- Series
- Analysis Seminar
- Time
- Wednesday, December 7, 2011 - 2:00pm for 1 hour (actually 50 minutes)
- Location
- Skiles 006
- Speaker
- Andrei Martinez Finkelshtein – University of Almeria, Spain – andrei@ual.es
- Organizer
- Jeff Geronimo
The asymptotic analysis of orthogonal polynomials with respect to a
varying weight has found many interesting applications in
approximation theory, random matrix theory and other areas.

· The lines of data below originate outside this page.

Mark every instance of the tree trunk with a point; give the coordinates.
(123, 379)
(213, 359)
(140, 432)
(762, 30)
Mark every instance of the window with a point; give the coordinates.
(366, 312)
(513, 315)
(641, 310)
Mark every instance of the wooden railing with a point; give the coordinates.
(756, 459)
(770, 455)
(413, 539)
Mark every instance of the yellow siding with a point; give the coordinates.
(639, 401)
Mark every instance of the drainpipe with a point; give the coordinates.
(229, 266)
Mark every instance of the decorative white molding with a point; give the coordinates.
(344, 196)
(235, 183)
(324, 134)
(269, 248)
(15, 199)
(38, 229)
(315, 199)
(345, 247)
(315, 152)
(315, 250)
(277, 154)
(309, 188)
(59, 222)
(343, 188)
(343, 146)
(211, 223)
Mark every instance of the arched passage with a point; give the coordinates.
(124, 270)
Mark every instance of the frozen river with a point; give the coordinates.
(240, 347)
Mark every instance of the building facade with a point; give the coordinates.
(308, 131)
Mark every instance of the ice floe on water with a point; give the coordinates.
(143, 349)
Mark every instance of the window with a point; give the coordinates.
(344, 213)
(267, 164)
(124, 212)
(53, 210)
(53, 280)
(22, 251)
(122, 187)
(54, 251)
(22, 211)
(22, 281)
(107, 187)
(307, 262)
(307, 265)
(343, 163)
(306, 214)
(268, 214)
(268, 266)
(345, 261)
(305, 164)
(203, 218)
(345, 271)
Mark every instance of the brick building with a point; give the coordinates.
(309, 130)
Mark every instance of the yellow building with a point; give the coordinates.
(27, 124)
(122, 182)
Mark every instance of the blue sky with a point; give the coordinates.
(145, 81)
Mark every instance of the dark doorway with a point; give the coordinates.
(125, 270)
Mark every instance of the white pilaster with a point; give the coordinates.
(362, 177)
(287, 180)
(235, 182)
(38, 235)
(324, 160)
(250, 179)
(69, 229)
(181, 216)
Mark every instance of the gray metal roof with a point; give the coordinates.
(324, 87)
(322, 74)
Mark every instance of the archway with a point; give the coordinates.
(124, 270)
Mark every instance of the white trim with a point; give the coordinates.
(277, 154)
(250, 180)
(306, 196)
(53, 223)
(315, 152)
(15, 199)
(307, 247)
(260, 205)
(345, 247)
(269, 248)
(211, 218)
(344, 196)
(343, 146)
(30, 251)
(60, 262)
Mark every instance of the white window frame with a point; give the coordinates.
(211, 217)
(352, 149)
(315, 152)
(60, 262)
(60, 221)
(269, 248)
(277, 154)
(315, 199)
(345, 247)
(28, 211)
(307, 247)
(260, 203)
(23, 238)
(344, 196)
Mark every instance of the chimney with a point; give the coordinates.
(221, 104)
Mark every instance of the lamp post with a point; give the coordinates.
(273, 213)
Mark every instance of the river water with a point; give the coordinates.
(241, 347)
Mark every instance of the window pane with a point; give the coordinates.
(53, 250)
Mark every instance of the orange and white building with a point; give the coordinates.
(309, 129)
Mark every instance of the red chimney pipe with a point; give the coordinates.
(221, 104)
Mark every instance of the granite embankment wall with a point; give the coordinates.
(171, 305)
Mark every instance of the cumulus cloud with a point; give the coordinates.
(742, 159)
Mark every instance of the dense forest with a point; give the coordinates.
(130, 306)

It has
also stimulated a further development of the logarithmic potential
theory, since the equilibrium measure in an external field associated
with these weights enters the leading term of the asymptotics and its
support is typically the place where zeros accumulate and oscillations
occur.
In a rather broad class of problems the varying weight on the real
line is given by powers of a function of the form exp(P(x)), where P
is a polynomial. For P of degree 2 the associated orthogonal
polynomials can be expressed in terms of (varying) Hermite
polynomials. Surprisingly, the next case, when P is of degree 4, is
not fully understood. We study the equilibrium measure in the external
field generated by such a weight, discussing especially the possible
transitions between different configurations of its support.
This is a joint work with E.A. Rakhmanov and R. Orive.